A report last week showed American employers took on 175,000 workers in May, more than the 163,000 median forecast in a Bloomberg survey. Federal Reserve Chairman Ben S. Bernanke, in recent testimony to Congress, said that the Fed “could” scale back its bond-buying program if the employment outlook shows “sustainable improvement.”
The monetary authority is buying $85 billion of Treasury and mortgage bonds each month, and any reduction could reduce inflows into emerging markets and leave the rupee vulnerable to a record current-account deficit.
India’s bonds fell for a fourth day. The Reserve Bank of India, which has cut the repurchase rate by 75 basis points this year, will keep it at 7.25 percent at its June 17 review, according to 10 of 18 analysts in a Bloomberg survey. Eight see no change.
“Bonds will remain subdued as the currency’s sharp fall is likely to pressure inflation and make the central bank focus on external stability,” said Arvind Chari, a senior fund manager at Quantum Asset Management Co. in Mumbai. “We may see a status quo on interest rates for some time.”
The yield on the 7.16 percent government debt due May 2023 rose four basis points to 7.28 percent, according to the central bank’s trading system. The yield on the 8.15 percent note due June 2022 climbed nine basis points to 7.49 percent.
Consumer prices probably increased 9.05 percent in May, according to a Bloomberg survey of economists before the data is published on June 12, holding above 9 percent for the fifteenth straight month.
Fifteen stocks fell and 14 advanced on the benchmark S&P BSE Sensex, which added less than 0.1 percent to 19,441.07 at the close. Volume on the 30-stock measure was 29 percent less than the 30-day average. The 14-member S&P BSE Bankex lost 1.1 percent to the lowest level in almost two months. The broader S&P BSE 200 Index lost 0.4 percent to a six-week low.
“The chance of a rate cut next week appears dim as a weak rupee means we are importing inflation,” said D.K. Aggarwal, chairman of New Delhi-based SMC Investments & Advisors. “The Reserve Bank is in a fix on whether to drive investment or curb inflation.” The good news on the monsoon is being checkmated by the weakness in the rupee.’’

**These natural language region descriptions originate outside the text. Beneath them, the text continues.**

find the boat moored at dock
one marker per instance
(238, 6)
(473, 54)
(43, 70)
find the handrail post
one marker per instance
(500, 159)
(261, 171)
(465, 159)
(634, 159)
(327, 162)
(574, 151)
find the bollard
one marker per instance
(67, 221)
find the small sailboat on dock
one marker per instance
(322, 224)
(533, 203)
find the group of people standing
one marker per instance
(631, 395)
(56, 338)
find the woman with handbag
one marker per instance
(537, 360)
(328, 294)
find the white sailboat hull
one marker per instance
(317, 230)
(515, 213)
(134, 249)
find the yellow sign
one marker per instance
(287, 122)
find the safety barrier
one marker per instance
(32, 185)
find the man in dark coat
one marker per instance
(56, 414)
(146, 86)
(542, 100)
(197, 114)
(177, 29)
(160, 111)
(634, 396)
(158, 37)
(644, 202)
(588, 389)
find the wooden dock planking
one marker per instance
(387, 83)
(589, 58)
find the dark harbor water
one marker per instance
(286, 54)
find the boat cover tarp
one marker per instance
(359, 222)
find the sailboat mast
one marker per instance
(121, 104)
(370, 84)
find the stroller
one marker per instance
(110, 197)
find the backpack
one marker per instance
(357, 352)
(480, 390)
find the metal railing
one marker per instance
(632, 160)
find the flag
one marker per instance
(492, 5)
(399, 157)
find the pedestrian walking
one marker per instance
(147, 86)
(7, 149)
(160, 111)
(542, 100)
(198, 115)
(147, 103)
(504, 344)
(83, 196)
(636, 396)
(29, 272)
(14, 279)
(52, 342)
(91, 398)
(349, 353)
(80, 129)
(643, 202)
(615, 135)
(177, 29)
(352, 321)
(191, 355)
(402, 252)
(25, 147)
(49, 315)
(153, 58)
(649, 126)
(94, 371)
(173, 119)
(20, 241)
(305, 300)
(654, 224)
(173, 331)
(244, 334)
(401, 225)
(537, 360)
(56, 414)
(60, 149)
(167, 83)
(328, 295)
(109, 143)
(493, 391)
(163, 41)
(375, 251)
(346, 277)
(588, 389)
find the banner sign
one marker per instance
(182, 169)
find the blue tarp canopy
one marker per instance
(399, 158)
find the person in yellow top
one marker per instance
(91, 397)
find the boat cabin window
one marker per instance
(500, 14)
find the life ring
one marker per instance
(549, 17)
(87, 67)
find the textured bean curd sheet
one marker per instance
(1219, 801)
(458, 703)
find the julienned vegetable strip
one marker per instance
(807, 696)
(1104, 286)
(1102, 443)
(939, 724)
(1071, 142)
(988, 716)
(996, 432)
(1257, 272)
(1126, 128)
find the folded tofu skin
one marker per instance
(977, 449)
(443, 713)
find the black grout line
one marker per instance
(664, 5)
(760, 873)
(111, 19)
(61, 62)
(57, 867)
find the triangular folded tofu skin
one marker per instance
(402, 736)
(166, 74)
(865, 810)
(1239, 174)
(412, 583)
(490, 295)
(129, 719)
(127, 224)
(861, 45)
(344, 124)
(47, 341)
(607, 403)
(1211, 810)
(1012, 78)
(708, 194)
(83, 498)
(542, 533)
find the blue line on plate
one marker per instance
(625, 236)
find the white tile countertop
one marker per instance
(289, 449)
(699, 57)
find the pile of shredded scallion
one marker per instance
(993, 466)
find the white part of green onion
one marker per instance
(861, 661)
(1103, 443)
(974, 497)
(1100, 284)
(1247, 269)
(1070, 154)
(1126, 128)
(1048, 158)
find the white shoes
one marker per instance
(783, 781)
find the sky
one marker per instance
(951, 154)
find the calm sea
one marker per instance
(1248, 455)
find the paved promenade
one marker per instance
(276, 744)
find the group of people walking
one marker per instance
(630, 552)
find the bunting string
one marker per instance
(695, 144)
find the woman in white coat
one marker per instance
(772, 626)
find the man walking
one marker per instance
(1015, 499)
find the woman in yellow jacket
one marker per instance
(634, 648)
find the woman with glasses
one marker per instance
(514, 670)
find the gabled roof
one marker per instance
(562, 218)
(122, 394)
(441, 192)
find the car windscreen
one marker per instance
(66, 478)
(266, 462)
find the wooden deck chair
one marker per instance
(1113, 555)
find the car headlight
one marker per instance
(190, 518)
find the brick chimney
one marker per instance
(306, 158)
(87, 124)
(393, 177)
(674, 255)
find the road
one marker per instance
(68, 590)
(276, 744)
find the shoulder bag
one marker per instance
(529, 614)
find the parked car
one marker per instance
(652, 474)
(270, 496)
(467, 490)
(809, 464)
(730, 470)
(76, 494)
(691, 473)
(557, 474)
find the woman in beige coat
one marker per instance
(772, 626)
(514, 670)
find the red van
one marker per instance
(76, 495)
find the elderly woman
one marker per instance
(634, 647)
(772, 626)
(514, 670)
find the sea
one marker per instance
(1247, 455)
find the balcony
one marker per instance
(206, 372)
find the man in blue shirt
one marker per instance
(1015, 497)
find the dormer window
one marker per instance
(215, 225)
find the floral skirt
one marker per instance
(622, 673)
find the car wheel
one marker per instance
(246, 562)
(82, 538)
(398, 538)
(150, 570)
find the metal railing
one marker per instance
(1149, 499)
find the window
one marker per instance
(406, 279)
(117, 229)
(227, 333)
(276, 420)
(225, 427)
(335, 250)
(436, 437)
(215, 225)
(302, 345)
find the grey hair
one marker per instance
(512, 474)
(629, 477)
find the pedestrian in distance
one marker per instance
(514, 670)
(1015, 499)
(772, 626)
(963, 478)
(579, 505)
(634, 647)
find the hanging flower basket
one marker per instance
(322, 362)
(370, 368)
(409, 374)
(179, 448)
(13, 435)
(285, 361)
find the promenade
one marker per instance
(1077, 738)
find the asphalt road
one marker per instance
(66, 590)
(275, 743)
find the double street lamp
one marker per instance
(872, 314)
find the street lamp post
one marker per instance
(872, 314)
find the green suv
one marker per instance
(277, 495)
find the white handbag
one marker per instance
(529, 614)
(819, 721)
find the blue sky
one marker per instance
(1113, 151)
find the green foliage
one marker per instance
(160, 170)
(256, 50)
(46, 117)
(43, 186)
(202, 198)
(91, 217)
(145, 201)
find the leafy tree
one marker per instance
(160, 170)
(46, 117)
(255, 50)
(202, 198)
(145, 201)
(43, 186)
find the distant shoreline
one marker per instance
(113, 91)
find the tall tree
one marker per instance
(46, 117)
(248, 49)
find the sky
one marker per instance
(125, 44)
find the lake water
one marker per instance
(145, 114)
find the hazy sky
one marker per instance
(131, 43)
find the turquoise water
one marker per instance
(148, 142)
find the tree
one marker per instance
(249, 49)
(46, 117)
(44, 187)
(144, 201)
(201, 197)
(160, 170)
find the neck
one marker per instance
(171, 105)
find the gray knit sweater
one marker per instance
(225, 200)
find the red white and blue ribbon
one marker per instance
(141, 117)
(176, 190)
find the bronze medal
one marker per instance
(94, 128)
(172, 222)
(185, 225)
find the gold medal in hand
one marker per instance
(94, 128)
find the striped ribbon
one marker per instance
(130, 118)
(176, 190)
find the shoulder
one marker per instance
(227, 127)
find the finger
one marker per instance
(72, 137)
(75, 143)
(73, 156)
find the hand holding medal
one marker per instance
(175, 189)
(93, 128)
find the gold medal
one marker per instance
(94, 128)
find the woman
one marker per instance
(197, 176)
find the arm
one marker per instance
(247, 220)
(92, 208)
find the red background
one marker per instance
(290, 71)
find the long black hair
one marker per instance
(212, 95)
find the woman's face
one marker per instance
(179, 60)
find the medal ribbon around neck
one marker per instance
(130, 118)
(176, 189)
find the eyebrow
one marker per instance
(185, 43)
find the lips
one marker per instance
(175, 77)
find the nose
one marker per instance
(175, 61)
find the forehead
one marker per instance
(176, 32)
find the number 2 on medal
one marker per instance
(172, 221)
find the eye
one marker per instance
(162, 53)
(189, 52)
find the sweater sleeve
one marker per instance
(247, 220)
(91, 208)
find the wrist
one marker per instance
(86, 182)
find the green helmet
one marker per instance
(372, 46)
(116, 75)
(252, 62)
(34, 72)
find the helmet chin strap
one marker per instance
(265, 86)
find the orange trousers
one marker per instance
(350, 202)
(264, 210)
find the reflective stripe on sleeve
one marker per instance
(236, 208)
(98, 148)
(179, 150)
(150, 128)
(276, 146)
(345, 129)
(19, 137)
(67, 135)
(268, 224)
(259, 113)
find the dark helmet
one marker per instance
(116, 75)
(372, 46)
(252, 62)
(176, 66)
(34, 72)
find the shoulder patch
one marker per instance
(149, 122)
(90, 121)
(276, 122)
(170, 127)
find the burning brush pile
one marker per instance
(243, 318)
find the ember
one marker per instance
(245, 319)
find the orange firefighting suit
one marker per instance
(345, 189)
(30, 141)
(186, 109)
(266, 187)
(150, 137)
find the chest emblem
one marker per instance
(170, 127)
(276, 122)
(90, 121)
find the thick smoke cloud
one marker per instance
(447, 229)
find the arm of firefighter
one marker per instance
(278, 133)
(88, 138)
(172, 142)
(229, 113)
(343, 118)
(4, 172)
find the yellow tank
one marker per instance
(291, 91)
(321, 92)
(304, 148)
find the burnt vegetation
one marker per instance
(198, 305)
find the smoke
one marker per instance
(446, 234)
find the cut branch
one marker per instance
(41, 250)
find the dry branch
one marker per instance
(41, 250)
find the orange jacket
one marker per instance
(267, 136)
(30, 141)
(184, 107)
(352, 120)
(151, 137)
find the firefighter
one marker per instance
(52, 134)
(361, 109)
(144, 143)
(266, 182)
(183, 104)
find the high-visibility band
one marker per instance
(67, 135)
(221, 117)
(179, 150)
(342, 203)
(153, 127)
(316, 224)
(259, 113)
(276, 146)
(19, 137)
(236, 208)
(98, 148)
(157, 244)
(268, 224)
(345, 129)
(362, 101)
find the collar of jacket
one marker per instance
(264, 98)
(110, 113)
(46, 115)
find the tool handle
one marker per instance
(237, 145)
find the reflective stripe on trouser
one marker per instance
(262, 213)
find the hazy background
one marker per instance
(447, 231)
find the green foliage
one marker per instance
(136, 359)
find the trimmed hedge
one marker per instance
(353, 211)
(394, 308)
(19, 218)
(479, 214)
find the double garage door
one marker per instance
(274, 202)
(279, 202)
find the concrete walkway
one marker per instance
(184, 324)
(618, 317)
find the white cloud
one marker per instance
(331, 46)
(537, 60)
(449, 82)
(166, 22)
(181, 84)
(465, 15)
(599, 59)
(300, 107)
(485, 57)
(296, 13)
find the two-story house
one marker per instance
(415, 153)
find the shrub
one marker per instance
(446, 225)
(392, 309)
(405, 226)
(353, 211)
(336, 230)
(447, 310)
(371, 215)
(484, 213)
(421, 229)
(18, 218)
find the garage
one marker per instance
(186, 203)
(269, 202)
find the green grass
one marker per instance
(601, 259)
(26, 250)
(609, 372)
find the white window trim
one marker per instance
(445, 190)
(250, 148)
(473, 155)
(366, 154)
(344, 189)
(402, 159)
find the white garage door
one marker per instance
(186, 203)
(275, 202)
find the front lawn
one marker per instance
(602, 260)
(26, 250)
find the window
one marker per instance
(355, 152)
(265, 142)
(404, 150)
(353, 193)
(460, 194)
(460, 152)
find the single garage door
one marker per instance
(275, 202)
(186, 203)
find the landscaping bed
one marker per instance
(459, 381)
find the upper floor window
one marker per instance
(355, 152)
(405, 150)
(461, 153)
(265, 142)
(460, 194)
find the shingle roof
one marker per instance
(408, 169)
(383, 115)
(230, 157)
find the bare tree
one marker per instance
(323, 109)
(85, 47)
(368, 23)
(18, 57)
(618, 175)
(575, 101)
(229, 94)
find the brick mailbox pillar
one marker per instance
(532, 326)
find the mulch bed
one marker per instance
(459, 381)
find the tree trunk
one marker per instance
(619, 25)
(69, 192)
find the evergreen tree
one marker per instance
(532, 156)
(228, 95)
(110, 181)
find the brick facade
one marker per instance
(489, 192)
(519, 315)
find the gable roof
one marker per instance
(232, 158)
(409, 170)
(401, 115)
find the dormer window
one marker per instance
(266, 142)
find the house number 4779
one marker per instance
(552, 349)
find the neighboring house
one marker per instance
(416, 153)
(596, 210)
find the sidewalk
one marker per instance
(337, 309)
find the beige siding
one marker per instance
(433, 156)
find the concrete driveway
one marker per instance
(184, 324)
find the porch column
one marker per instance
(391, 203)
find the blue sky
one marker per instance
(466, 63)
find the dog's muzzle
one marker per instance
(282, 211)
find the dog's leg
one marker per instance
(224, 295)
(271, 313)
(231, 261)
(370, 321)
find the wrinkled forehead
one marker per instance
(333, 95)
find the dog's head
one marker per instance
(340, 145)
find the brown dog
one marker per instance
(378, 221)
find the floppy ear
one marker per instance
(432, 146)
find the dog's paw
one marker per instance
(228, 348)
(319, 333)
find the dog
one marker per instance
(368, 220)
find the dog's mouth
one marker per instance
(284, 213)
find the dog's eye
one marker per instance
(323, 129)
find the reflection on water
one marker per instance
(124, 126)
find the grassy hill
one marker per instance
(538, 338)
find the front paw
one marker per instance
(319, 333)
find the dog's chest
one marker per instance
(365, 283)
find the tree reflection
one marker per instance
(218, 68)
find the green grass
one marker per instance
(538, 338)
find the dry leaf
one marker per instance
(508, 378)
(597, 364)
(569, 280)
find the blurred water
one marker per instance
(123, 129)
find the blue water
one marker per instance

“I think this is panic in the market, which is unwarranted because it started with the misinterpretation of what the Federal Reserve chairman had spoken of in terms of quantitative easing,” Economic Affairs Secretary Mayaram said in New Delhi. “They have now more than clarified that this is not imminent,” he said. “This will settle down in a while.”
Three-month onshore rupee forwards slid 1.5 percent to 58.84 per dollar, according to data compiled by Bloomberg. Offshore non-deliverable contracts dropped 1.1 percent to 58.90. Forwards are agreements to buy or sell assets at a set price and date. Non-deliverable contracts are settled in dollars.